Ingredients
Equipment
Method
- Pat the steaks dry with paper towels. Season both sides with salt, pepper, and smoked paprika. Set aside.
- In a large skillet, heat 1 tablespoon olive oil over medium-high heat.
- Add the steaks and sear for about 3-4 minutes per side for medium-rare or to your desired doneness. Remove the steaks and set them aside on a plate.
Make the Sauce
- In the same skillet, reduce heat to medium and add 2 tablespoons butter.
- Add the minced garlic and sauté until fragrant (about 1 minute).
- Pour in the red wine vinegar and white wine, and add the bay leaf.

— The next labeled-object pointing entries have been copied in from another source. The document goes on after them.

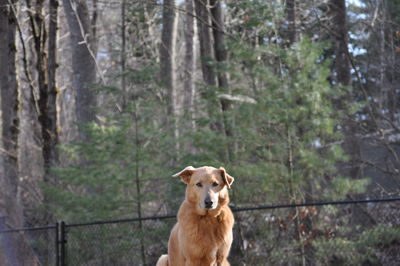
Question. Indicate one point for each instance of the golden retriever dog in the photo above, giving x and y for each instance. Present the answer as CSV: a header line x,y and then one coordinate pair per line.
x,y
203,234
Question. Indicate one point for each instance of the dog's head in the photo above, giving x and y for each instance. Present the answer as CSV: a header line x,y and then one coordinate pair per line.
x,y
206,186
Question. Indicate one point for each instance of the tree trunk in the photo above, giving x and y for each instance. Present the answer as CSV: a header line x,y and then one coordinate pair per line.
x,y
190,63
291,21
206,47
83,60
14,250
49,126
341,63
221,56
168,67
167,54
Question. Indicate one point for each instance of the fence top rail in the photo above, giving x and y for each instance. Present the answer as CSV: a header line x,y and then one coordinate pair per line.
x,y
234,209
318,203
37,228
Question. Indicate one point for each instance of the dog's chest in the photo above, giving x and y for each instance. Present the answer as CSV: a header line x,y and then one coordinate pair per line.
x,y
209,231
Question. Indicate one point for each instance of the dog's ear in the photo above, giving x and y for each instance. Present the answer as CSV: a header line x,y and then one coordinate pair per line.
x,y
185,174
227,178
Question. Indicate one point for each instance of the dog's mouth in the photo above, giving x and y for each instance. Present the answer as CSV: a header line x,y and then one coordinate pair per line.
x,y
208,207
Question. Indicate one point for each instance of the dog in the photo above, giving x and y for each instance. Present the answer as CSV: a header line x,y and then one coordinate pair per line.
x,y
203,234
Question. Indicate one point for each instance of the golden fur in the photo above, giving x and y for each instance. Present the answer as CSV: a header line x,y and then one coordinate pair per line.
x,y
203,234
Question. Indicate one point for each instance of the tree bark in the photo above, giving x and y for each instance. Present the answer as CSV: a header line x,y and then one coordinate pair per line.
x,y
167,54
341,63
291,20
190,63
14,249
342,76
206,47
168,67
83,61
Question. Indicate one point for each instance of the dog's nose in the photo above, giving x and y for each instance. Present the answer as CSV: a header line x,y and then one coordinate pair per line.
x,y
208,203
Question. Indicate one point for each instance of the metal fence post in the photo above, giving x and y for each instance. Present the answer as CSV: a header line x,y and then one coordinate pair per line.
x,y
63,242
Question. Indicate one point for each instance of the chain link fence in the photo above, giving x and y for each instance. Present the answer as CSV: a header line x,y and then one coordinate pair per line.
x,y
361,232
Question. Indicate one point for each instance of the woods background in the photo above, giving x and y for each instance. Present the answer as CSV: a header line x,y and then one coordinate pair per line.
x,y
101,101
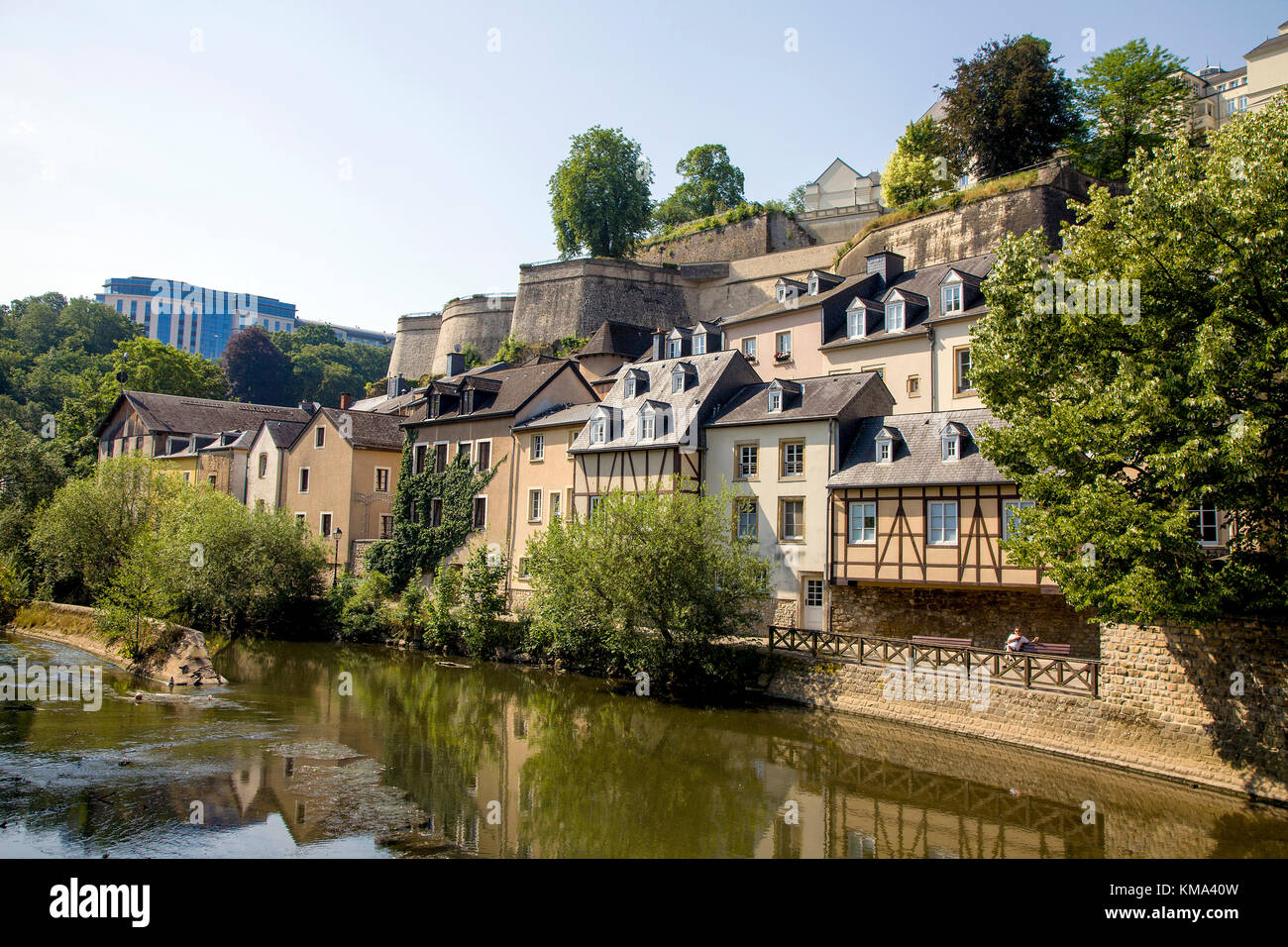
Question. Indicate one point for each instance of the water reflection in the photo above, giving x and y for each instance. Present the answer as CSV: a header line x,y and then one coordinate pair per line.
x,y
503,762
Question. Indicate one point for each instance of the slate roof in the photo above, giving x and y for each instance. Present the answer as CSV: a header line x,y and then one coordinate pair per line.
x,y
819,398
917,458
171,414
717,375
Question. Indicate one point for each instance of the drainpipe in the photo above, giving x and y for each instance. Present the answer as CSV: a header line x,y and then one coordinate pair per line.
x,y
934,371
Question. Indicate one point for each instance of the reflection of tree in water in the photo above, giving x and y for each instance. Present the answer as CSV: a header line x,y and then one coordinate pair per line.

Let it simmer for 5-6 minutes, reducing slightly.
- Return the steaks to the skillet, spooning the sauce over them. Cook for another 2 minutes to coat the meat in the sauce. Remove from heat.
Fry the Potatoes
- In a separate frying pan, heat vegetable oil over medium-high heat.

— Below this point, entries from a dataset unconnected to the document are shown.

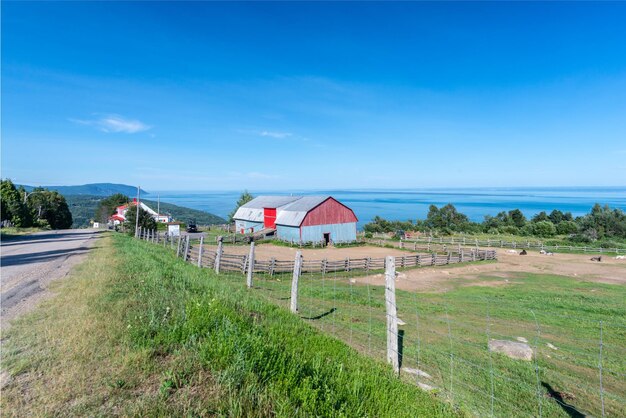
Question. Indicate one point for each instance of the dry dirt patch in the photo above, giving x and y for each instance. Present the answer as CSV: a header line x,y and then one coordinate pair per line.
x,y
505,270
444,278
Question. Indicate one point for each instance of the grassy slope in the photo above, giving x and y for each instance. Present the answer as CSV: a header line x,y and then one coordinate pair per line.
x,y
134,331
446,335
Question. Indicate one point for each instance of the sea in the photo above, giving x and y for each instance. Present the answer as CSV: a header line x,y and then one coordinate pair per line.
x,y
412,204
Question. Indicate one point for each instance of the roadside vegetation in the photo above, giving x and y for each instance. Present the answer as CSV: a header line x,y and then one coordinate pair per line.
x,y
135,331
40,208
602,226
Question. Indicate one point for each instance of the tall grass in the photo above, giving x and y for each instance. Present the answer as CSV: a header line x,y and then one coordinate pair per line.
x,y
135,331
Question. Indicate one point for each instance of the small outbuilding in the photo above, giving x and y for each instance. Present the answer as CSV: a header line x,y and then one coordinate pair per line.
x,y
299,219
173,229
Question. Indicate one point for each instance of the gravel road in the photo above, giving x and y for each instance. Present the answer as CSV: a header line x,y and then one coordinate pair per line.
x,y
31,262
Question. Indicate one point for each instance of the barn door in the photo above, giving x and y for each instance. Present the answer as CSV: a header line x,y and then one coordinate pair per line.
x,y
269,217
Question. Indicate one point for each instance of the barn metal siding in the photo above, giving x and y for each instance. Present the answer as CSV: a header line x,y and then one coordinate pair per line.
x,y
329,212
288,233
341,232
247,225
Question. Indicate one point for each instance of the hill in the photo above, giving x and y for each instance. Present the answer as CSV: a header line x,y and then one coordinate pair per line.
x,y
94,189
184,214
83,208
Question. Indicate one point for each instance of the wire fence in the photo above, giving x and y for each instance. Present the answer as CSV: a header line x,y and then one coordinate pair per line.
x,y
486,355
441,242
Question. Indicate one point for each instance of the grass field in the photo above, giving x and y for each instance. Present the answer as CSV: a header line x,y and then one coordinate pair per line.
x,y
8,233
136,332
564,320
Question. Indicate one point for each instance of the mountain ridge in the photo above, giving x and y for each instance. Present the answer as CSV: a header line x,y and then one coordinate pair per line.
x,y
92,189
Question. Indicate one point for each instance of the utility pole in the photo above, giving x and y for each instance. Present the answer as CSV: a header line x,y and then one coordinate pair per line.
x,y
137,217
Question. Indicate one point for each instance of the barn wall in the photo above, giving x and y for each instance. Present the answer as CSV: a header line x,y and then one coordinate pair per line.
x,y
329,212
246,225
288,233
340,232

- Once hot, add the potato rounds and fry until golden brown and crispy, about 5 minutes per side. Remove and place on paper towels to drain excess oil. Season with salt.
Fry the Eggs
- In a small pan, heat 1 tablespoon olive oil over medium heat. Crack the eggs into the pan and cook until the whites are set but the yolk remains runny, about 3-4 minutes.
Assemble the Dish
- To serve, place a layer of fried potatoes on each plate. Top with a steak, drizzle with the sauce, and finish with a fried egg on top. Garnish with chopped parsley.